In regards to LEO being harder... I agree the the latency analysis will have more moving pieces. But it being better in terms of resulting anonymity would depend on its implementation...
Doesn't Russia have some satellite constellation that does that anyway? Or some private company just sells this. Even some amateur kubesats would be able to detect this.
No, not for jamming. AWACS are supposed to be able to detect signals beyond the noise floor from very high distances passively.
A starlink dish only has around 35dB of gain and around 4W of transmit power. It's sidelobes can almost certainly be detected from large distances by specialized aircraft.
There is no indication Ukraine has had much success with anything beyond MANPADS.
It seems that the Russians are having logistical issues. They are running out of gas. Not sure how but it seems like it.
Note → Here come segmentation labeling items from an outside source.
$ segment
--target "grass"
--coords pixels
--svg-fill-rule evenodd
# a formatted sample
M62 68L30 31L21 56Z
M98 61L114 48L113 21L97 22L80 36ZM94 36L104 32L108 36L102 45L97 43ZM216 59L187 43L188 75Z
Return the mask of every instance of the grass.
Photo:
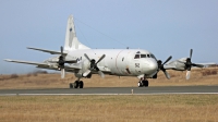
M216 122L218 95L8 96L2 122Z
M148 80L149 86L187 86L187 85L218 85L218 69L193 69L191 78L185 80L186 72L168 71L171 75L170 80L165 77L162 72L158 73L157 80ZM93 75L92 78L82 78L84 87L136 87L137 77L111 76L106 75L100 78ZM48 73L28 73L28 74L11 74L0 75L0 89L9 88L68 88L69 83L76 81L74 74L68 73L64 80L60 78L60 74Z

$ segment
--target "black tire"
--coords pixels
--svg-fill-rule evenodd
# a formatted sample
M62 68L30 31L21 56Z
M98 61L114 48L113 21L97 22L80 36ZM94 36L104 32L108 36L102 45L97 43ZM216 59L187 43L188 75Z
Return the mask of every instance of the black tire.
M83 85L84 85L84 84L83 84L83 81L80 81L80 82L78 82L78 87L80 87L80 88L83 88Z
M70 88L73 88L73 83L70 83Z
M137 83L137 87L143 87L143 84L141 81Z
M78 81L74 82L74 88L78 88Z
M143 81L143 86L148 87L148 84L149 84L148 81L146 81L146 80Z

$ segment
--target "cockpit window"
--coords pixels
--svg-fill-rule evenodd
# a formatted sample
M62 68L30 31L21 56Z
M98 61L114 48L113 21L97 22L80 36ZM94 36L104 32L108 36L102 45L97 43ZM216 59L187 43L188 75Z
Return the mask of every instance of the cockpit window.
M157 60L156 57L155 57L154 54L150 54L150 57L154 58L155 60Z
M146 58L146 54L141 54L141 58Z
M140 59L140 54L135 54L135 58L134 59Z

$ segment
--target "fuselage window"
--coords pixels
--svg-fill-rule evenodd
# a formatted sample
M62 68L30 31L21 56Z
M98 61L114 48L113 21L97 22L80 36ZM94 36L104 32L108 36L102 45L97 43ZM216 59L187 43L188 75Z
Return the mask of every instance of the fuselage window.
M148 58L150 58L150 56L149 56L149 54L147 54L147 57L148 57Z
M141 54L141 58L146 58L146 54Z
M140 54L135 54L135 58L134 59L140 59Z

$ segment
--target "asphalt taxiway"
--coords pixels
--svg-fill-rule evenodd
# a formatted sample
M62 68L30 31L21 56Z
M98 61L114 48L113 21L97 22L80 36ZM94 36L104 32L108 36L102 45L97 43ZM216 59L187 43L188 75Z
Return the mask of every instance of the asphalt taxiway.
M217 94L218 86L86 87L83 89L0 89L0 96Z

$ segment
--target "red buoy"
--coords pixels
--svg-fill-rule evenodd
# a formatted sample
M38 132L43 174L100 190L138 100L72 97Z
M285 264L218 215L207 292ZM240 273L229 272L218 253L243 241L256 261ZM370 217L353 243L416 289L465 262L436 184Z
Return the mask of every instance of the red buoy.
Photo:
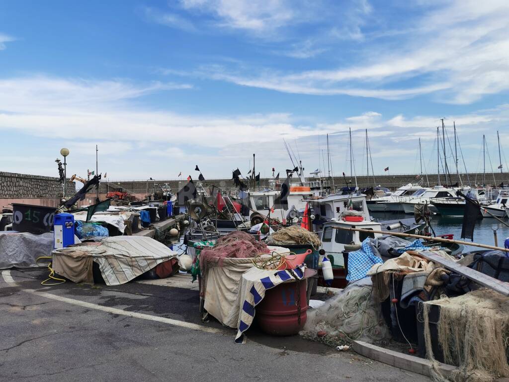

We are hearing today about them sending in more armored divisions. These will re enforce the supply lines. But this is a really risky play. It is a double edge sword. Now that they send more in they need even more gas. And if they run out they suffer a larger loss. What good are 4,000 tanks without fuel? Suddenly your armored division are infantry divisions who are outgunned on foreign soil.
The less risky play would be to withdraw there armor pretty far back. But this means an extend war. Which they should lose do to basically endless international support to the Ukraine and their willingness to fight.
So the play would be to pull back and stick to claiming the small section of the separateness region they have capture so far. This is will happened when the last of the armored units cross the line to cover the retreat. Given Ukraine can last four more days and keep the supply lines broken.
On the rust side, it doesn't seem like they have gotten to benefit too much from the ecosystem yet (one crate for XML deserialization). But I am sure now that it will come with time.